スペイン代表としてEURO2008、EURO2012を制した黄金世代の一員として知られ、小柄ながら両足を自在に操る技術、柔らかなボールタッチ、視野の広さ、そして何よりも何度も大怪我を乗り越えてきた強さによって、世界中のファンから愛された選手だった。

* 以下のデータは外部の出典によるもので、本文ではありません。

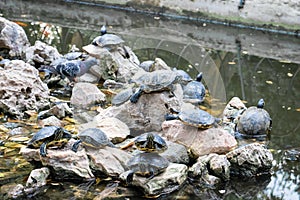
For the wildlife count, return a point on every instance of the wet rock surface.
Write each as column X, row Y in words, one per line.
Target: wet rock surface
column 12, row 38
column 21, row 89
column 201, row 142
column 250, row 160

カソルラは自身のSNSに動画を投稿し、現役引退を報告した。
「人生は回り続けるものだと思っていた。でも、ある物語は終わるのではなく、8の字のように始まりへ戻っていくのだと分かった。僕の物語は大きなスタジアムやスポットライトの下で始まったわけではない。故郷のどこにでもあるようなピッチで、ボールを持ち、ただサッカーをしたかった一人の子供から始まった。
素晴らしいことをたくさん経験した。予想していなかった難しい瞬間もあった。でも、挑戦することをやめなかった。最後はどこでもよかったわけではない。僕の家、魔法が始まった場所にあった。閉じられない物語がある。それは永遠に残るんだ。8の字のように、無限に続く時間のように」
数々のビッグクラブでプレーした彼であるが、2023年夏に彼は“人生のクラブ”へ復帰。オビエドによれば、カソルラはなんとリーグ規定上の最低年俸で契約し、肖像権収入すらもクラブに譲渡。さらに、自身のユニフォーム売上の10%をクラブの下部組織に充てることを求めたという。
そして、カソルラはオビエドの昇格に大きく貢献。2024-25シーズンにはトップリーグ復帰を果たし、自身が帰ってきた理由でもある夢を成し遂げ、スパイクを脱ぐことになった。
また、アーセナル時代には深刻な足首の負傷、そしてその影響による病気に苦しめられた。一時はサッカー選手としてのキャリア継続すら危ぶまれたほどの感染症に見舞われ、「腱が溶ける状況」だったとも。歩くことさえ難しくなる可能性があったとも伝えられたほどだった。
しかしその中でも笑顔を絶やさずに努力を続け、数年間もの離脱を経て復帰に成功。その姿は多くのサッカーファンに感動を与えた。
レアル・オビエドは彼を「笑顔の魔術師」と表現し、世界的なフットボールの象徴になったキャリアを称えた。
「今日、彼のレアル・オビエドの選手としてのキャリアは終わる。しかし、クラブとの絆が終わるわけではない。サンティ・カソルラは、このクラブの扉がいつでも開かれていることを知っている。ここはいつまでも彼の家だからだ」
オビエドはサンティに役職を与えたいと考えているそうだが、今のところセカンドキャリアについては未定であるという。